Мы сидели на потертом диванчике в каюте начальника. Чай в наших чашках плескался в такт качке. Начальник со смаком прихлебнул из своей литровой бадьи, взял предложенную мной сигарету. Он так заботился о должном эффекте от своего рассказа, что даже запамятовал, что официально он уже месяц назад бросил курить. Начальник знал цену точно выдержанным паузам. Он выдерживал их каждый час дважды в периоды радиомолчания. Он сладко затянулся, и…

Не люблю многозначительных троеточий. Но что делать? Именно тогда, когда я добрался до своего многозначительного «и.», внутрисудовая трансляция что-то прохрипела пиратским голосом нашего капитана — резким и сухим — и начальник, поперхнувшись дымом, пулей улетел на мостик.

Что-то там «полетело» или «скисло». Какой-то неблагодарный прибор из обширного начальникова заведования. Тут уж не до Максимки. Но негритенок-путешественник на палубе советского траулера — это здорово. Прекрасный сюжет.

А какая уважающая себя приключенческая повесть обойдется без такого захватывающего начала, как бегство в трюме. Вот вспомните. Вы наверняка об этом уже читали.
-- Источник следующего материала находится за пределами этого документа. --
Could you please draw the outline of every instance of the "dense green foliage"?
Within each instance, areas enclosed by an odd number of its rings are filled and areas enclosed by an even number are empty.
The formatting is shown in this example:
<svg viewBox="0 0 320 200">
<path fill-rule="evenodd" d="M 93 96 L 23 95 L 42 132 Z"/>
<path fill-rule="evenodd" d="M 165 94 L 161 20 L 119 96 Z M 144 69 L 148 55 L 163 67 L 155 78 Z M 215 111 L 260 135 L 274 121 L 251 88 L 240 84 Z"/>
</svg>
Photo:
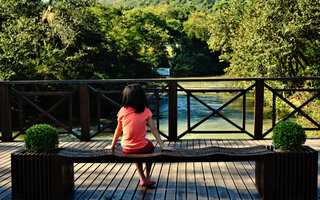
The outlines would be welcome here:
<svg viewBox="0 0 320 200">
<path fill-rule="evenodd" d="M 48 124 L 37 124 L 26 131 L 25 148 L 30 153 L 48 153 L 58 147 L 58 132 Z"/>
<path fill-rule="evenodd" d="M 1 0 L 0 80 L 148 78 L 157 67 L 177 76 L 221 74 L 219 54 L 189 33 L 196 12 L 94 0 Z"/>
<path fill-rule="evenodd" d="M 100 2 L 0 0 L 0 80 L 319 75 L 319 1 Z"/>
<path fill-rule="evenodd" d="M 210 9 L 215 4 L 215 0 L 98 0 L 100 3 L 108 6 L 129 6 L 129 7 L 147 7 L 161 5 L 175 5 L 179 7 L 195 6 L 198 8 Z"/>
<path fill-rule="evenodd" d="M 278 150 L 299 151 L 306 141 L 306 134 L 301 125 L 286 121 L 274 127 L 272 139 Z"/>
</svg>

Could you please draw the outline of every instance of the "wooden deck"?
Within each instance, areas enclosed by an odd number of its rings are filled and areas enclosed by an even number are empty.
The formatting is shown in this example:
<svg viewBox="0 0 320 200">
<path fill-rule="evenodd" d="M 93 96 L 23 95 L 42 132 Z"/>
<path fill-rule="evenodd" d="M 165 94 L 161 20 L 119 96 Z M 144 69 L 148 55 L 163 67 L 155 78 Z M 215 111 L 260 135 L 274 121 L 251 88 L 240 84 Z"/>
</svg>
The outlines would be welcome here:
<svg viewBox="0 0 320 200">
<path fill-rule="evenodd" d="M 103 148 L 111 141 L 61 142 L 61 147 Z M 246 147 L 271 144 L 270 140 L 181 140 L 176 148 L 205 146 Z M 320 139 L 307 145 L 320 150 Z M 10 153 L 22 142 L 0 142 L 0 199 L 11 199 Z M 73 199 L 261 199 L 254 184 L 254 162 L 156 163 L 152 168 L 154 188 L 139 186 L 134 164 L 76 163 Z M 318 167 L 318 200 L 320 168 Z"/>
</svg>

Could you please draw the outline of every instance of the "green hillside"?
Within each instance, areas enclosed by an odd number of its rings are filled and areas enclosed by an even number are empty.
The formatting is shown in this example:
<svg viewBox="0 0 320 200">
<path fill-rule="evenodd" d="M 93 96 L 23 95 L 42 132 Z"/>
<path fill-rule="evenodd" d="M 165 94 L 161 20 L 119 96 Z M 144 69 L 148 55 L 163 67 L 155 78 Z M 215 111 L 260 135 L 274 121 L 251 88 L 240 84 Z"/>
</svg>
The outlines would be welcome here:
<svg viewBox="0 0 320 200">
<path fill-rule="evenodd" d="M 195 6 L 198 8 L 210 9 L 216 0 L 98 0 L 98 2 L 108 6 L 133 6 L 147 7 L 173 4 L 178 6 Z"/>
</svg>

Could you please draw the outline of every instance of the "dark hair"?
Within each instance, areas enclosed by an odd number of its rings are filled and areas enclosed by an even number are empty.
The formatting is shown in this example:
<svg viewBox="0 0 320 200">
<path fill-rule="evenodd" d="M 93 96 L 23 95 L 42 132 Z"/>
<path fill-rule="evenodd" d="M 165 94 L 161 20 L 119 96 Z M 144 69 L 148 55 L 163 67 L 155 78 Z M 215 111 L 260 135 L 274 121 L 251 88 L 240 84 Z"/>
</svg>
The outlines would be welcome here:
<svg viewBox="0 0 320 200">
<path fill-rule="evenodd" d="M 149 107 L 146 95 L 138 84 L 125 87 L 122 95 L 122 105 L 134 108 L 135 113 L 142 113 L 145 107 Z"/>
</svg>

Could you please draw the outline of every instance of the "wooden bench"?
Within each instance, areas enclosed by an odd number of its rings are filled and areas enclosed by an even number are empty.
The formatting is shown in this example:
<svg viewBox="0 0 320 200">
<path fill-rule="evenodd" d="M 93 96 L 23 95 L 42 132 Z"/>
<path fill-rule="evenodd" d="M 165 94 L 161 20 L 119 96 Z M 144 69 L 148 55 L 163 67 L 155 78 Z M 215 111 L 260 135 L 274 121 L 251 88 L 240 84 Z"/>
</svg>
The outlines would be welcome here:
<svg viewBox="0 0 320 200">
<path fill-rule="evenodd" d="M 316 199 L 318 152 L 310 147 L 304 147 L 303 152 L 307 155 L 305 158 L 294 153 L 276 153 L 272 151 L 270 146 L 207 147 L 177 149 L 174 152 L 161 151 L 160 148 L 156 148 L 152 154 L 123 154 L 121 149 L 115 151 L 61 149 L 57 154 L 51 155 L 50 170 L 39 172 L 39 174 L 45 176 L 44 180 L 51 180 L 50 187 L 54 189 L 49 192 L 52 192 L 53 196 L 60 194 L 60 196 L 54 196 L 53 199 L 64 199 L 74 191 L 73 163 L 256 161 L 255 182 L 263 199 Z M 23 192 L 26 191 L 25 186 L 22 185 L 26 183 L 18 183 L 19 177 L 23 176 L 21 175 L 23 171 L 19 171 L 18 168 L 22 163 L 19 163 L 19 159 L 15 158 L 18 154 L 19 152 L 12 154 L 13 197 L 24 196 Z M 44 164 L 41 163 L 49 161 L 45 159 L 34 162 L 35 164 L 28 164 L 28 166 L 39 171 L 44 167 Z M 40 166 L 37 167 L 39 163 Z M 41 178 L 37 177 L 38 179 Z M 40 195 L 39 199 L 43 197 L 50 199 L 49 197 L 52 195 Z M 32 199 L 37 198 L 33 196 Z"/>
</svg>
Англия, Плимут. Мальчуган бежит от своего хозяина-ткача в трюме старого угольщика — парусника, перевозящего в Англию уголь из Ирландии.

Хозяин нещадно бил его за нерасторопность, а мальчуган вовсе не был таким уж невнимательным. Просто он мечтал об Америке. Почему тогда угольщик — неуклюжая посудина, никогда не ходившая дальше Дублина, спросите Вы. Правильно спросите. Но мальчуган считал, что все корабли идут в его Америку, где нет ни одного хозяина-ткача. Понимаете — ВСЕ.

Этим соображением он так рассмешил старого шкипера и его единственного матроса, что его не стали по обычаям тех времен выбрасывать за борт, чтобы плыл, как умеет, к берегу и не вернули назад к хозяину.